Getting a dog proved to be a bit of a rigmarole, truth be told. It was 1998, and though we already had a cat, my parents decided that what the household really needed was a puppy. So, one day when I was at school, off they trundled to the nearby Dogs Trust (called the NCDL back then) re-homing centre and picked the one they wanted. They couldn't take her home, mind. What followed was a lengthy process that involved people checking out our garden, our house, our family and our sanity before we were finally able to bring her home and add one to the family. Even then, she wasn't allowed to walk out on pavements for the first week or so, for reasons I'm still not entirely sure of.
She's not able to give us her life story - she's a dog - so all we know about her past is what the NCDL people told us, and that might be one tall tale. Nevertheless, they told us that she belonged to a farmer based somewhere in North Wales, until he realised that she wouldn't be suitable for a farmers dog, so he promptly dumped her on some mountains somewhere and left her to die. Fortunately she was found by someone before she froze to death and was taken to the re-homing people. That's the line I've always been given anyway - quite how she went from North Wales to the NCDL place in West Sussex is anyone's guess, to be honest.
But whatever her past, she ended up with us, and the past 13 years round our gaff have been accompanied by barking, whining, begging for food and loose bowels - those last two attributed to me, admittedly. Sadly though, very soon that's all about to change, because the dog is old. The dog is on her last legs. The dog, alas, is almost out of time. The first notable sign of decline came about a year ago, when we noticed that one of her eyes had gone a bit cloudy. Since then, they've both deteriorated - she has cataracts, and the vet told us she's pretty much blind now. The second sign came at the end of a walk one day, when her back legs suddenly gave way beneath her and she struggled to scramble back upright. The third sign was the tumour.
It's awfully difficult to know what to do. The tumour is the main issue - it's the size of a tennis ball, and with it hanging down under her her mobility is severely restricted - not to mention that she has arthritis and her back legs are now very weak. She's fallen down the stairs a few times, and most nights one of us has to pick her up and carry her as she can't climb them any more. As mentioned earlier, her eyes are going/gone, and she spends most of the day sleeping. All of which leads us to one conclusion, except...

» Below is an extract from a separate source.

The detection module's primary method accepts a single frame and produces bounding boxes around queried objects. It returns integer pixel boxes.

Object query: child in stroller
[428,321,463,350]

She walked three miles the other day. I don't know how - at one point I didn't think she was going to make it - but she did, even if she just plodded several paces behind us. She still barks like crazy at anyone at the door, still begs for food - though she can't jump up any more - and can still chase after next door's cat at an impressive rate. She still eats very well, and whilst her bowels have never been the greatest she's not incontinent. She certainly hasn't given up on life, of that we're sure, and we're pretty confident that she's not in any pain. There's no evidence to say she is. The last time we took her to the vets, he told us that the tumour is probably cancerous, but finding out would mean anaesthetic, and she certainly wouldn't survive that.
So what do you do? The first sign that she's in pain, the decision is made, but right now that's not a factor. From a purely selfish point of view, we don't want to make that trip to the vets over the Christmas period - although we will if we have to - and there's no reason to say goodbye just yet. But deep down, we know it's coming. It's 50/50 whether she'll see this Christmas, 0/100 that she'll see the next. I'm prepared for it, although the sadness will be inescapable, as will the puzzlement when the doorbell rings and there's no sound or no running to the door. I'm just hoping that she goes in her sleep, peacefully and at home.
I've never taken a photo of the dog, so the other day I went into the lounge with my phone and looked at her. She was sleeping, her tumour sticking out a mile, and I realised I couldn't do it - I couldn't take a photo of her like that. I've always thought that when I "grow up" I would like a dog - a big, cuddly, immensely loyal thing - but now I'm not so sure. They break your heart, pets.